Description/achievement of initiative
The Government of Malaysia and the United Nations for Education, Sciences, Culture and Communications Organization (UNESO) signed a Memorandum of Understanding (MOU) on 15th November 2011 under the Malaysia UNESCO Cooperation. The MOU was initiated in 2009 by the Honorable Dato’ Sri Najib Tun Razak, Prime Minister of Malaysia who announced at the 35th General Conference of UNESCO, the establishment of Malaysian Cooperative Trust Fund which will contribute to enhance South-South cooperation for capacity building in education and science for the benefit of the Least Developed Countries, Small Island States in Asia and the Pacific and in support of the Priority Africa agenda of UNESCO. The Malaysian trust fund essentially provided a launching grant of USD 5 million, followed by a contribution of USD 1 million annually.
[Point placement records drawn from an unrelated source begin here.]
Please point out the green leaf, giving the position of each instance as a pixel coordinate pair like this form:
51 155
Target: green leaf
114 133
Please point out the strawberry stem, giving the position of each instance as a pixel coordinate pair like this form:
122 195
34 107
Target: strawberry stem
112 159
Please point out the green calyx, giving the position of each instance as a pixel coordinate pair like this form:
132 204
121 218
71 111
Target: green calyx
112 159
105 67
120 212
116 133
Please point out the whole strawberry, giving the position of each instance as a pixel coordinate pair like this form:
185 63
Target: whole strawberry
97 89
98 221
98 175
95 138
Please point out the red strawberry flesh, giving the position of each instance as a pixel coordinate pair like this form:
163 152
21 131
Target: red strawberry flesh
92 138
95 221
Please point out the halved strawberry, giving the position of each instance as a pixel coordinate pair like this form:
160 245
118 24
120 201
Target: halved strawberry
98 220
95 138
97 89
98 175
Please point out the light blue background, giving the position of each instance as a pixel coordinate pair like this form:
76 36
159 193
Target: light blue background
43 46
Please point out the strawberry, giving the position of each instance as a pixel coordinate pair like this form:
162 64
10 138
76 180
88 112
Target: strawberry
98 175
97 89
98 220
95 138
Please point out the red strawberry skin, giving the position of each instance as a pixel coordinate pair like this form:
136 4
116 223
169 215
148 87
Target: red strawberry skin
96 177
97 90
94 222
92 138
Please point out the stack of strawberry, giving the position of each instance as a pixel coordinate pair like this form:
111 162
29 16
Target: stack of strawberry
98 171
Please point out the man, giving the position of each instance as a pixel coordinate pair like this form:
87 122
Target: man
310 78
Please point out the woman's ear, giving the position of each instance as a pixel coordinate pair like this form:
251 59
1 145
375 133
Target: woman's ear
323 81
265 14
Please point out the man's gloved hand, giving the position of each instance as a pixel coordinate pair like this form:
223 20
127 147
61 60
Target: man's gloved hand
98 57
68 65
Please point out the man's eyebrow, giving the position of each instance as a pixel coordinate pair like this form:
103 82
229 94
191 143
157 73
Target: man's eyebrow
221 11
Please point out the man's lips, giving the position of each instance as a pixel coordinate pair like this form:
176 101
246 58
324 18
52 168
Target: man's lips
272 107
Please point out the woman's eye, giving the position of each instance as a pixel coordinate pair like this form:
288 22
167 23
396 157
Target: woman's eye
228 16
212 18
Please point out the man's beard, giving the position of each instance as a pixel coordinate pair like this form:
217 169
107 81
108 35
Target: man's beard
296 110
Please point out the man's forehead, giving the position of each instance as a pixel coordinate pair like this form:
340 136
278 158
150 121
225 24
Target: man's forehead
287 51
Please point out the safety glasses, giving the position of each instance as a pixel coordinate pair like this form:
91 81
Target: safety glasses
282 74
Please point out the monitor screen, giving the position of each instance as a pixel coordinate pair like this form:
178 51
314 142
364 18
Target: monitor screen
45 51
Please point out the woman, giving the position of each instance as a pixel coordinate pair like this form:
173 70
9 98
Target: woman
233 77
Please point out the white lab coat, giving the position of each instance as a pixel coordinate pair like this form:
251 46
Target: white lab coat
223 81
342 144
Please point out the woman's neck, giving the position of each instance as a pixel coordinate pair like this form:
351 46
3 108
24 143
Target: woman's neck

Programmes under this fund will be identified in cooperation with UNESCO, particularly with the UNESCO Regional Offices in Bangkok and Jakarta, and the Malaysian National Commission for UNESCO in the Ministry of Education. In June 2014, the Malaysia government approved nine new projects. It should be noted that for the very first time, one particular project focuses in the Pacific SIDS entitled Towards Economic Resilience in the Pacific and Southeast Asia: Reducing Risk of Loss & Damage from Extreme and Slow-Onset Events through Improved Assessments and Education. Residual losses from climate variability and climate change are inevitable. The international community is in need for more information on climate impacts and to understand the limits of adaptation.The partnership proposal highlighted here is not really a new, however it needs to be recognized and showcased in Samoa particularly in light with recent developments and focus in the Pacific. In this case, we draw and emphasis on this particular new project initiative for the benefit Pacific SIDSThis current collaborative project will:1. Showcase loss and damage realities, experiences in LDCs/SIDS in the Pacific and Southeast Asia regions;2. Present best experiences and lessons learned as well as new insights into how to strengthen existing/new tools for reducing risk to loss and damage;3. Assess capacity needs on loss and damage in the agriculture and tourism sectors;4. Carry out capacity building and training/share information on reducing risk of loss and damage;
The project will focus on loss and damage in the agriculture and tourism sectors of the selected LDCs/SIDS in the Pacific and Southeast Asia. It is designed and structured according to four key components. In order to improve knowledge and understanding of loss and damage ground realities, experiences, best practices and lessons learned, the project will undertake case study analysis in the respective countries and sectors. Regional and national consultative meetings/specialized workshops will be organized during the first and second phase of the project.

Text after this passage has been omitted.